Only after certain countries in America tried liberal policies was any economic development or
reduction in violence possible. Furthermore, even
militant leftist governments and converted Marxist ex-guerrillas, whose political convictions and
own lack of skill, have respected the ‘free’ market
as the only way out. Even the y have seen the benefits of more market economies, and less socialist
populism, of more development and less poverty.
Now let us focus on Cuba, a country governed by
a small, hegemonic group founded upon an extremely political formula against free enterprise.
Even after it managed to rid Cuba of the last vestiges of capitalism in 1968, the numbers the Cuban government offered the Comisión Económica
para América Latina (CEPAL) reveal a level
higher only than that of the Caribbean’s small islands or some Central American countries.

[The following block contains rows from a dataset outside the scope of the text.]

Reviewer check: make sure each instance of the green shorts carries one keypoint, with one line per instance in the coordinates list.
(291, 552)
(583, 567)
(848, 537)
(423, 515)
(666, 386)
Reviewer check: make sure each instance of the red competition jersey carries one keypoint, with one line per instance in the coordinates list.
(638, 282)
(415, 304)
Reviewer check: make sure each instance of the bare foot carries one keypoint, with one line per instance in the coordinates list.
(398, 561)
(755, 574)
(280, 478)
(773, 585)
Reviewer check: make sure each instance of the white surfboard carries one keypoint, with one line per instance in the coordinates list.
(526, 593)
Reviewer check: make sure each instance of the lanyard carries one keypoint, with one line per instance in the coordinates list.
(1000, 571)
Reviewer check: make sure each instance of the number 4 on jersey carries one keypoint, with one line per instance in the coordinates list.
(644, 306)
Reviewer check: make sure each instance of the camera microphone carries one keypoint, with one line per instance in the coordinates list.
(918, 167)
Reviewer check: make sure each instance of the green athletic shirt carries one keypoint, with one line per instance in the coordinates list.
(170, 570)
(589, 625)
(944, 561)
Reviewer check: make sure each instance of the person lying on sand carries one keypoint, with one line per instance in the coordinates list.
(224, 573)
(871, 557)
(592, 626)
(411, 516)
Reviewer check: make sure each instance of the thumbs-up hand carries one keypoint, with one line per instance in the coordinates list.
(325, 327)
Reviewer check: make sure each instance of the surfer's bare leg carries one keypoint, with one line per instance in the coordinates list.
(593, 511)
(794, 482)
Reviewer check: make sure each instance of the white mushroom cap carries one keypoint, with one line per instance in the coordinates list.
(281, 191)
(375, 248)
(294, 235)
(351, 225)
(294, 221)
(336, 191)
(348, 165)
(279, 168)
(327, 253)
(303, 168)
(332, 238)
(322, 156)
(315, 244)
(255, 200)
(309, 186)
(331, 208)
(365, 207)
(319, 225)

In
some cases, it doesn’t even bother to report information, as is the case with investment levels.
After several decades of State monopoly of goods
and people, Cuba’s communists have realized
that they need money, technology and capitalist
experience to create capital—it doesn’t matter if
they are Chinese or Swedish. They are unabashedly stripping off their socialist trappings. The result is State capitalism or cross-dressed socialism,
and this is not the first time this has happened
somewhere in the world and it has never worked.